Professor Stephen Mann from the University of Bristol’s School of Chemistry, and the Max Planck Bristol Centre for Minimal Biologytogether with colleagues Drs Can Xu, Nicolas Martin (currently at the University of Bordeaux) and Mei Li in the Bristol Centre for Protolife Research have demonstrated an approach to the construction of highly complex protocells using viscous micro-droplets filled with living bacteria as a microscopic building site.
The group first exposed the empty droplets to two different bacterial species. Although the other population was imprisoned at the droplet surface, one population spontaneously became stuck inside the droplets.
The liberated cellular components were then retained inside or on the surface of the droplets by the destruction of both types of bacteria, resulting in membrane-coated bacteriogenic protocells that contained hundreds of biological molecules, parts, and machinery.
Our living-material assembly approach provides an opportunity for the bottom-up construction of symbiotic living/synthetic cell constructs. For example, using engineered bacteria it should be possible to fabricate complex modules for development in diagnostic and therapeutic areas of synthetic biology as well as in biomanufacturing and biotechnology in general.Dr. Can Xu
The fact that the protocells could generate RNA and proteins by in vitro gene expression as well as energy-rich molecules (ATP) via glycolysis suggested that the hereditary bacterial components persisted in the synthetic cells.
The scientists used a number of chemical processes to physically and morphologically alter the bacteriogenic protocells in order to test the technique’s effectiveness further. The interior of the droplet was filled with a cytoskeletal-like network of protein filaments and membrane-bound water vacuoles, and the liberated bacterial DNA was compressed into a single structure resembling a nucleus.

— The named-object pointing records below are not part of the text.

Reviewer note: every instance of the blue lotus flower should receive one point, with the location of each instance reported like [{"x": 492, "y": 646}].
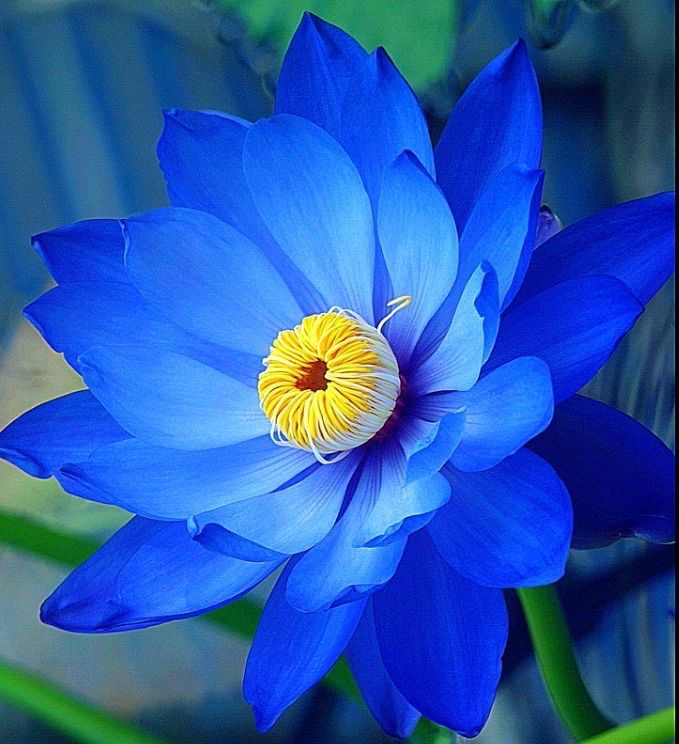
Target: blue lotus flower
[{"x": 330, "y": 355}]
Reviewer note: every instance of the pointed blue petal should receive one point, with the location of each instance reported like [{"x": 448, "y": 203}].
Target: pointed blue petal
[
  {"x": 64, "y": 429},
  {"x": 619, "y": 474},
  {"x": 441, "y": 638},
  {"x": 310, "y": 196},
  {"x": 497, "y": 122},
  {"x": 318, "y": 65},
  {"x": 170, "y": 399},
  {"x": 634, "y": 242},
  {"x": 292, "y": 650},
  {"x": 573, "y": 326},
  {"x": 148, "y": 573},
  {"x": 509, "y": 526},
  {"x": 392, "y": 711}
]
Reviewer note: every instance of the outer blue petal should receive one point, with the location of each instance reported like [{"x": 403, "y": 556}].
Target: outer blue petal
[
  {"x": 336, "y": 570},
  {"x": 501, "y": 227},
  {"x": 310, "y": 196},
  {"x": 148, "y": 573},
  {"x": 64, "y": 429},
  {"x": 201, "y": 154},
  {"x": 292, "y": 650},
  {"x": 84, "y": 251},
  {"x": 419, "y": 243},
  {"x": 496, "y": 123},
  {"x": 504, "y": 410},
  {"x": 620, "y": 476},
  {"x": 380, "y": 119},
  {"x": 633, "y": 242},
  {"x": 320, "y": 61},
  {"x": 393, "y": 712},
  {"x": 74, "y": 316},
  {"x": 574, "y": 326},
  {"x": 208, "y": 278},
  {"x": 441, "y": 638},
  {"x": 289, "y": 520},
  {"x": 176, "y": 484},
  {"x": 170, "y": 399},
  {"x": 508, "y": 526},
  {"x": 456, "y": 363}
]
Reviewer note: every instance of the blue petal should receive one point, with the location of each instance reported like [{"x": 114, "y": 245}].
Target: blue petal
[
  {"x": 72, "y": 317},
  {"x": 496, "y": 123},
  {"x": 634, "y": 242},
  {"x": 504, "y": 410},
  {"x": 289, "y": 520},
  {"x": 501, "y": 227},
  {"x": 208, "y": 278},
  {"x": 509, "y": 526},
  {"x": 84, "y": 251},
  {"x": 201, "y": 154},
  {"x": 380, "y": 119},
  {"x": 292, "y": 650},
  {"x": 441, "y": 638},
  {"x": 456, "y": 363},
  {"x": 419, "y": 244},
  {"x": 393, "y": 712},
  {"x": 61, "y": 430},
  {"x": 310, "y": 196},
  {"x": 620, "y": 476},
  {"x": 574, "y": 326},
  {"x": 320, "y": 61},
  {"x": 337, "y": 570},
  {"x": 148, "y": 573},
  {"x": 176, "y": 484},
  {"x": 170, "y": 399}
]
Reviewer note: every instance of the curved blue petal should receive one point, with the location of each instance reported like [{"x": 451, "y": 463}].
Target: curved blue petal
[
  {"x": 208, "y": 278},
  {"x": 91, "y": 250},
  {"x": 496, "y": 123},
  {"x": 201, "y": 155},
  {"x": 164, "y": 483},
  {"x": 148, "y": 573},
  {"x": 573, "y": 326},
  {"x": 69, "y": 428},
  {"x": 619, "y": 474},
  {"x": 509, "y": 526},
  {"x": 337, "y": 570},
  {"x": 504, "y": 410},
  {"x": 72, "y": 317},
  {"x": 292, "y": 519},
  {"x": 633, "y": 242},
  {"x": 310, "y": 196},
  {"x": 292, "y": 650},
  {"x": 381, "y": 118},
  {"x": 318, "y": 65},
  {"x": 392, "y": 711},
  {"x": 170, "y": 399},
  {"x": 501, "y": 227},
  {"x": 467, "y": 340},
  {"x": 441, "y": 638},
  {"x": 419, "y": 243}
]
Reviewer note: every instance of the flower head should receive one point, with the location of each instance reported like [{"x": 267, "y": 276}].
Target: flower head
[{"x": 337, "y": 351}]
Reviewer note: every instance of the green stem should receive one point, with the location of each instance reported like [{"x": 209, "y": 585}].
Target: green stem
[
  {"x": 77, "y": 719},
  {"x": 556, "y": 660},
  {"x": 656, "y": 728}
]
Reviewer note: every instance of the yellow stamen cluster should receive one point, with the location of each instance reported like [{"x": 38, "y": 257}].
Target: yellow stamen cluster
[{"x": 329, "y": 385}]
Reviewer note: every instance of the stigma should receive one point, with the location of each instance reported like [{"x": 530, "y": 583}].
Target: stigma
[{"x": 331, "y": 383}]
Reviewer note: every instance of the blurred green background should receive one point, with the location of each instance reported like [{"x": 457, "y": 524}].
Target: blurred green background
[{"x": 82, "y": 85}]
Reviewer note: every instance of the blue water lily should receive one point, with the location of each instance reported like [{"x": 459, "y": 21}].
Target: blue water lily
[{"x": 339, "y": 352}]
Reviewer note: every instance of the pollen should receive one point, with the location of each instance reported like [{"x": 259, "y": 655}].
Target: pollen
[{"x": 329, "y": 384}]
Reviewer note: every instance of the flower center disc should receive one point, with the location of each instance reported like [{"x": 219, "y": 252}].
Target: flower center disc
[{"x": 330, "y": 384}]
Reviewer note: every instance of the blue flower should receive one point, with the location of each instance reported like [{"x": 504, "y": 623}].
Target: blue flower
[{"x": 339, "y": 352}]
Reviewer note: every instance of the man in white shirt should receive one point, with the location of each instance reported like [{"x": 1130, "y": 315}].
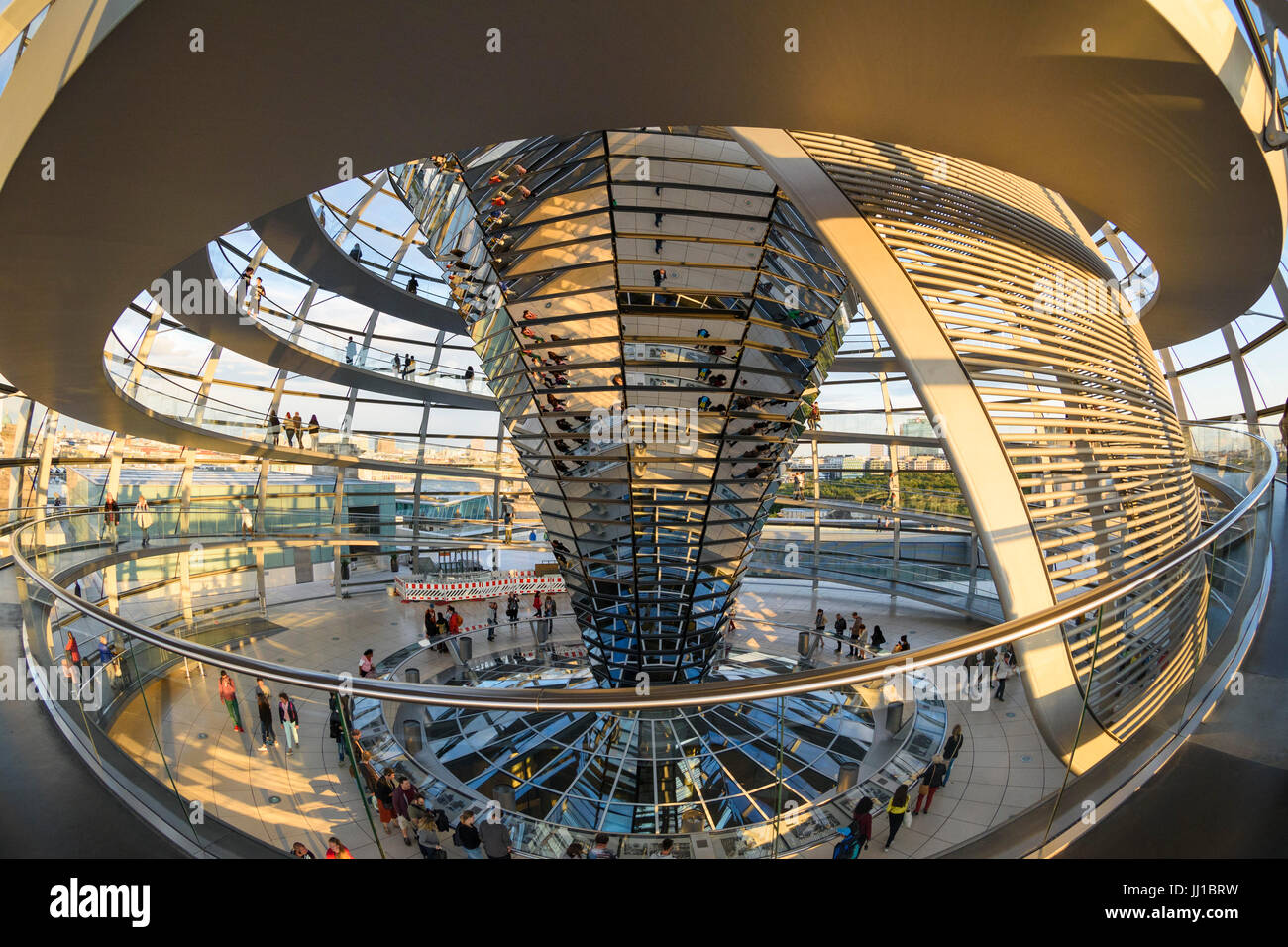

As a step towards the building of a synthetic/living cell entity, the researchers injected living bacteria into the protocells to provide self-sustainable ATP synthesis and long-term energization for glycolysis, gene expression and cytoskeletal assembly.
Interestingly, the protoliving constructions developed an exterior appearance resembling an amoeba as a result of local bacterial growth and metabolism, creating a cellular bionic system with integrated life-like features.
Corresponding author Professor Stephen Mann said: “Achieving high organisational and functional complexity in synthetic cells is difficult especially under close-to-equilibrium conditions. Hopefully, our current bacteriogenic approach will help to increase the complexity of current protocell models, facilitate the integration of myriad biological components and enable the development of energised cytomimetic systems.”
First author Dr. Can Xu, Research Associate at the University of Bristol, added: “Our living-material assembly approach provides an opportunity for the bottom-up construction of symbiotic living/synthetic cell constructs. For example, using engineered bacteria it should be possible to fabricate complex modules for development in diagnostic and therapeutic areas of synthetic biology as well as in biomanufacturing and biotechnology in general.”